「末梢性 顔面神経麻痺」について
顔を動かす脳神経である「顔面神経」が障害される病気の総称です。
片側の顔の動きが鈍くなる(口から水がこぼれる、眼がつぶれない等)などの症状が急に出現します。
他に手足の知覚・運動障害が無く、顔の動きだけが悪い場合、末梢性顔面神経麻痺が考えられます。
顔面麻痺の原因
顔面神経の虚血性変化やヘルペス属ウイルス等が発症に関与しているといわれています。 多くは単純ヘルペスウイルスが原因で生じる“ベル麻痺”であり、 顔面神経のみ障害されます。
帯状疱疹ウイルスが原因で生じる“ハント症候群”は、顔面神経麻痺に加えて難聴や眩暈、耳周囲の水疱、強い疼痛が生じ、重症化しやすい傾向があります。
顔面麻痺の治療方法
発症早期のステロイド投与が最も効果が高いといわれており、7~10日間の漸減投与が行われます。ほか、抗ウイルス剤や循環改善薬等を併用していきます。当院では、加えて点滴・注射での加療も推奨しております。 初期治療がとても重要ですので、より発症早期の加療が望ましいです。

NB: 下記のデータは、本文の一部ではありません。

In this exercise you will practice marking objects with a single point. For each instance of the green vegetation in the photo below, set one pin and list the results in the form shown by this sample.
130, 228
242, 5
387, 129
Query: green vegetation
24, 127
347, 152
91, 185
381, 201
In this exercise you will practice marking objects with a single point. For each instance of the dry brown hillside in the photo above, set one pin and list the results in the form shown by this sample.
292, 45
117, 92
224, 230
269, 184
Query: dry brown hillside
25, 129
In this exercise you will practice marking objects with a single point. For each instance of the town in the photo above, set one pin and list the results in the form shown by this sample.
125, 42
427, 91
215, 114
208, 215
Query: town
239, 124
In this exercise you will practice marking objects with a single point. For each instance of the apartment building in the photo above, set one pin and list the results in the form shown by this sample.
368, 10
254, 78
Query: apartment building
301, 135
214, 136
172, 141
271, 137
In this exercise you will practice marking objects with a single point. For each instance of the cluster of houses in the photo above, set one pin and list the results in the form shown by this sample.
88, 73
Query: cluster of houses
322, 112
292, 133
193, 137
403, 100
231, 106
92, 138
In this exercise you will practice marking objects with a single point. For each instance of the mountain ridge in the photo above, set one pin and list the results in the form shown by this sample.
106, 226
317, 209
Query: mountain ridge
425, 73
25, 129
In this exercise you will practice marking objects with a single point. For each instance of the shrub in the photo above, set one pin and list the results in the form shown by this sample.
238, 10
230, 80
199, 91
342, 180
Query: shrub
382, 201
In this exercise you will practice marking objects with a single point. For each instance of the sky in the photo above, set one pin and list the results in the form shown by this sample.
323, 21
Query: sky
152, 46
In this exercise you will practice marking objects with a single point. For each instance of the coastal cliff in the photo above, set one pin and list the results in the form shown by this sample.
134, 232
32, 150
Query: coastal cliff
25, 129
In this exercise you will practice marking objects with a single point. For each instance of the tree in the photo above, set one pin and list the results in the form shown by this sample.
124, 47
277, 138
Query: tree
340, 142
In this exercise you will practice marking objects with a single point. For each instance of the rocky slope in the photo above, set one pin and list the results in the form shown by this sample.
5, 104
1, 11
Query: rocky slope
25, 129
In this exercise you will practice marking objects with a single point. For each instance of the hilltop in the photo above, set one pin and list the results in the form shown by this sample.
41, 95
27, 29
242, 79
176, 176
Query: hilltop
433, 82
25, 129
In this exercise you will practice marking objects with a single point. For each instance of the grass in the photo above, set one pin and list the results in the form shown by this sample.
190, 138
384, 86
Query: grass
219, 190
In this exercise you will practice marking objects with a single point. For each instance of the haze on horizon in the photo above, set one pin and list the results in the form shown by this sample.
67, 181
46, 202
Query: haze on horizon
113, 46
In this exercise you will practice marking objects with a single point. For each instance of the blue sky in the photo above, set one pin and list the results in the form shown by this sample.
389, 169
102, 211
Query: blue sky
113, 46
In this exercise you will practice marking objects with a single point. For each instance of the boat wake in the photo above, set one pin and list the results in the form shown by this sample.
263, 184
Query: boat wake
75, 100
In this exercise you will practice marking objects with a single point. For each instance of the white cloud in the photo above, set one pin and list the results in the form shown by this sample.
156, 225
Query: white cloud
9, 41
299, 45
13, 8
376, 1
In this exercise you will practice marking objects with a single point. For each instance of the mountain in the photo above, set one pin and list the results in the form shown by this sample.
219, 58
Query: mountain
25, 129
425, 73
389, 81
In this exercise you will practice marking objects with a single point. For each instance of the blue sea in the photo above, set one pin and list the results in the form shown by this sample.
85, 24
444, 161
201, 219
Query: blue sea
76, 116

発症から1週間は顔面神経麻痺の症状は悪化し、それ以降から徐々に麻痺が改善していきます。改善程度は個人差があり、早ければ1か月ほどで、遅ければ半年くらいかかる場合があります。
一般に約70~80%は治癒するといわれていますが、残念ながら症状改善が乏しい場合もあるため、当院ではより積極的な加療を行っております。
治療期間中の注意点
- テロイド投与による副反応が強くでる場合があります。医師にご相談ください。
- ステロイド投与中のアルコールは控えて下さい。
- 加療中は禁煙を推奨します。
- 無理に顔を動かしていると、“病的共同運動(口を動かすと眼が勝手に閉じてしまう)“などの後遺症が生じる場合があります。指示があるまでは、筋肉のこわばりをとる”マッサージ“や”ホットタオルの使用“などにとどめてください。不安があるかと思いますが、”やりすぎ”は禁物です。
- 指示がでたら、“ミラーバイオフィードバック(鏡を見ながら、強く開眼させた状態で口を動かす練習)“も開始していきましょう。